Mejia began leaving for work at odd times and returning home on
an irregular schedule that was carefully calaculated. A few pastors,
close friends, served as chauffeurs.
“I never dreamed this sort of thing could come to me;
I never dreamed I would have to reduce my life in such a way,”
Mejia says, commenting that the fear provoked by death threats
must be experienced to be understood.
He used to take regular walks. Now he exercises on a treadmill
and a stationary bike stashed in the laundry room. His office
protocol is like his wife’s: To strangers who could be informants
or assassins he is unavailable. He keeps an eye out for motorcycles.
“It changed our entire lifestyle,” Jimenez says,
adding that, during the worst times, in 2002, she grew paranoid
and had bad dreams, imagining Milton dead, or both of them dead
and her two sons alone. She worried that her boys might be kidnapped,
or worse.
As a school chaplain, Jimenez knows what it is like to tell
a small child that his daddy is gone forever. She found herself
imagining what a teacher might say to her own sons in that situation,
knocking their lives off-kilter.
After Pezzano’s escape, the U.S. Embassy offered bodyguards
at the request of a U.S. Presbyterian, but Mejia said no. He said
no again to exile, not wanting to seem to be giving in to his
enemies. Nor did he want the presence of bodyguards to interfere
with his pastoral work.
“I told the Embassy if it really wanted to help Colombia,
put pressure on the Colombian government so impunity does not
continue,” he says. “My faith and my pastoral work
would not permit me to accept protection. I can’t imagine
having bodyguards, much less running away from this.
“And we do understand that may have been the real objective.”
He says he knows of others who accepted bodyguards after being
threatened, but are dead anyway. “I have to place my faith
completely in God,” he says. “Watch out for problems,
take reasonable measures of security. But when you are in danger,
no matter how many precautions you take, you really don’t
know. You have to serve God. Go ahead and do the best …
ministry that you can.”
Love and work are what keep him going, he says.
“We have given ourselves over to what we like,”
he says of himself and his wife, speaking of their work. “Both
of us work too much.

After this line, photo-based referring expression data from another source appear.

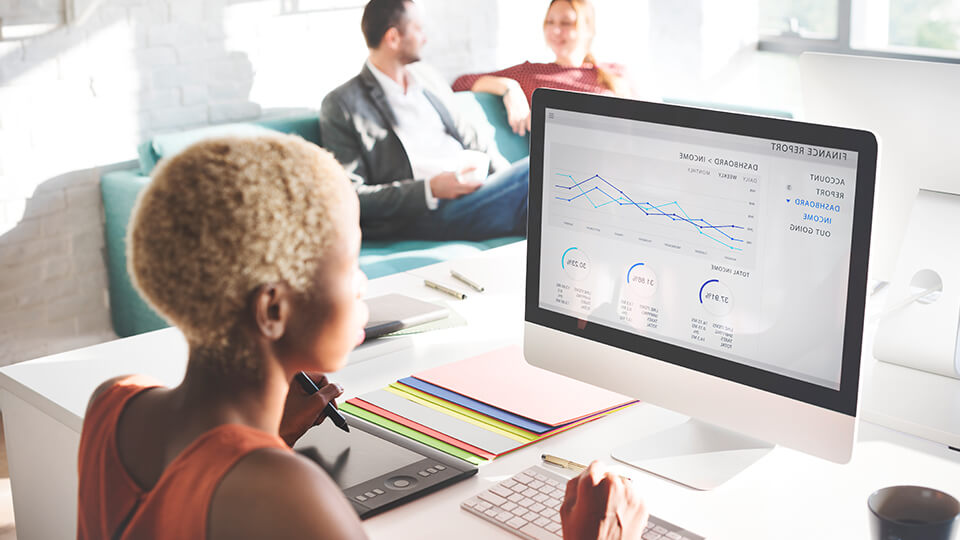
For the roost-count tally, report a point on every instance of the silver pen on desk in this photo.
(473, 284)
(452, 292)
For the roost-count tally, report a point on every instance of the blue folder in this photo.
(483, 408)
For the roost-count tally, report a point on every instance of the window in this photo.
(919, 29)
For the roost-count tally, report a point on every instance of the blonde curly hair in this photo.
(225, 216)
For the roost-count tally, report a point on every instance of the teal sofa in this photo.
(119, 189)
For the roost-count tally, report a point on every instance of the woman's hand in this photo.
(602, 505)
(518, 111)
(302, 411)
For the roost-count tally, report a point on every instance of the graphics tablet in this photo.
(377, 469)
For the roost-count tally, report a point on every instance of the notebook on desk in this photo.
(392, 312)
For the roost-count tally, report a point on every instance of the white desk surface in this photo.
(785, 495)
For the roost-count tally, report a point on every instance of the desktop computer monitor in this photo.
(912, 107)
(707, 262)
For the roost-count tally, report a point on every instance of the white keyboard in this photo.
(528, 505)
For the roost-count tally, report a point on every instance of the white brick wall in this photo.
(81, 98)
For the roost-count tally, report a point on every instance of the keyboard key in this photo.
(492, 498)
(522, 478)
(534, 513)
(516, 522)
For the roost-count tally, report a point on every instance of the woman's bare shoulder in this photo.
(274, 493)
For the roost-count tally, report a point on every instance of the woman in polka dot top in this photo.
(568, 30)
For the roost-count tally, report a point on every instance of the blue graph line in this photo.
(650, 209)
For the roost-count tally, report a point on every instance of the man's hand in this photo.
(447, 185)
(602, 505)
(518, 111)
(302, 411)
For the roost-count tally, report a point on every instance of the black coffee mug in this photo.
(913, 513)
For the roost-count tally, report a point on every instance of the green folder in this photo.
(457, 410)
(411, 433)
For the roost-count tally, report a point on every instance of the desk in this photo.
(787, 494)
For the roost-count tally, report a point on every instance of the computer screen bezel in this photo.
(842, 400)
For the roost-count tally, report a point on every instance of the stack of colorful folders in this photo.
(486, 406)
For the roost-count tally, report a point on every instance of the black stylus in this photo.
(331, 409)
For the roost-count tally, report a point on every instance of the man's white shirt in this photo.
(429, 147)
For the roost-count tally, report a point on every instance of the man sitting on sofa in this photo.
(405, 146)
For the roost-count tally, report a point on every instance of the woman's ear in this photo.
(271, 309)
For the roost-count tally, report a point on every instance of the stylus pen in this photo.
(571, 465)
(452, 292)
(474, 285)
(330, 410)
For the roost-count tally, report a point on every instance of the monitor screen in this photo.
(724, 247)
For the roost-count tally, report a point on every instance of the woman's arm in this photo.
(518, 110)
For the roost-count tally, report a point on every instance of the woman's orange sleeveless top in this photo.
(113, 506)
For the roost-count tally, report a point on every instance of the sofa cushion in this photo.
(128, 312)
(152, 151)
(486, 111)
(380, 258)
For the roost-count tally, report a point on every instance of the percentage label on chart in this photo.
(716, 298)
(575, 263)
(642, 280)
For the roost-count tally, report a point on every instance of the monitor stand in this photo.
(696, 454)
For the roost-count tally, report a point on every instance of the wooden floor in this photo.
(8, 530)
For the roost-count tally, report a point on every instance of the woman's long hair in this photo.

But we do it because we like what we are
doing. ... It makes us who we are.”
Fear is the worst enemy, Mejia says. When the people of Jimenez’s
church finally learned about Pezzano’s escape, they began
praying — frantically, fearfully. “I told them that
I wanted them to pray, but not with fear,” he says.
Mejia is determined not to let fear settle into his psyche,
distorting his thinking and his behavior. He is still focusing
on outwitting terror. Jimenez reckons that over the past year,
they have learned to care better for each other, to pay attention
to small joys. They bonded as a couple like never before. During
the longest days and the worst nights, they had only each other
to talk about their fears and doubts.
As he talks, his oldest son comes into the room in clingy, blue
pajamas. It is just before bedtime. He insists to this mother
that he has brushed his teeth. He just cannot remember exactly
when.
Mejia smiles, softly. “For me, the joy of sharing with
my friends is a form of resistance to fear,” Mejia says,
adding that laughing and dancing come to mind as ways of cheating
death, beating it one day at a time. “Happiness is a form
of resistance.”
Then he adds: “Life is fragile. Very fragile. Too fragile.”